Originally developed in the 1950s, Kolmogorov--Sinai entropy is a very powerful isomorphism invariant for measure-preserving systems that measures the ``complexity'' or ``randomness'' of a system. There is also a relative version of this notion which measures the additional complexity of a system when compared to a fixed reference system. In 1997, Katok--Thouvenot and Ferenczi independently introduced a notion of ``slow entropy'' as a way to quantitatively compare measure-preserving systems with zero Kolmogorov--Sinai entropy. The goal of this thesis is to develop a relative version of this theory and apply it to several other natural dynamical questions.

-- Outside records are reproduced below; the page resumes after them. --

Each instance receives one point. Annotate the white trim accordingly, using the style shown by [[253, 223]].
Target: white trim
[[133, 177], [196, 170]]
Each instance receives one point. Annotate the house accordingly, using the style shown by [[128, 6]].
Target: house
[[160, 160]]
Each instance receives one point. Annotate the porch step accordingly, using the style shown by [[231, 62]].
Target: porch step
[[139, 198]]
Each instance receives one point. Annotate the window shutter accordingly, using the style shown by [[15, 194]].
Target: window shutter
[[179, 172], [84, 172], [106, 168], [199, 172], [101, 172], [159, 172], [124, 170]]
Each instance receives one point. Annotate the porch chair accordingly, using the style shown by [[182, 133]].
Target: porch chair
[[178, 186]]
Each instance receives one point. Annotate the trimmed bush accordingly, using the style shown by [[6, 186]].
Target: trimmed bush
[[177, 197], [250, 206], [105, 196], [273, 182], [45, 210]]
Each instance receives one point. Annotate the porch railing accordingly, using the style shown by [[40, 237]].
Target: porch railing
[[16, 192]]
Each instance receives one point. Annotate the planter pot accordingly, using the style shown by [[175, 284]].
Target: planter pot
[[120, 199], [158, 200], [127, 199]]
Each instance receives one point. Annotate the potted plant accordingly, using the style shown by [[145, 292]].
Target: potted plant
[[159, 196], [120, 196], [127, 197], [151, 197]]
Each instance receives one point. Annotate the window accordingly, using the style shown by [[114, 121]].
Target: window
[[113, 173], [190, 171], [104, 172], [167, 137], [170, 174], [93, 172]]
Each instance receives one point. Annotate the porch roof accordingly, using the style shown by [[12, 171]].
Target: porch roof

Chapters 1 and 2 lay out the definition and basic properties of relative slow entropy. Our definition inherits many desirable properties that make it a natural generalization of both the Katok--Thouvenot/Ferenczi theory and the classical conditional Kolmogorov--Sinai entropy. In Chapter 3, we address the question: under what conditions is a generic extension of a system also isomorphic to the base system? Using relative slow entropy as a tool to prove systems non-isomorphic, we show that a generic extension is not isomorphic to the base system whenever the base has zero Kolmogorov--Sinai entropy. Chapter 4 concerns the well-studied notions of isometric and weakly mixing extensions. We give necessary and sufficient entropy-theoretic conditions for extensions to be isometric or weakly mixing. Finally, Chapter 5 investigates the notion of rigidity. Although there is a well known definition for what it means for a single system to be rigid, there is no standard definition for the notion of a rigid extension. We provide a new candidate definition and investigate its consequences. We show that rigid extensions are generic and give an entropy-theoretic sufficient condition for an extension to be rigid. As a consequence, we obtain a new entropy-theoretic characterization of rigid systems which may be of independent interest.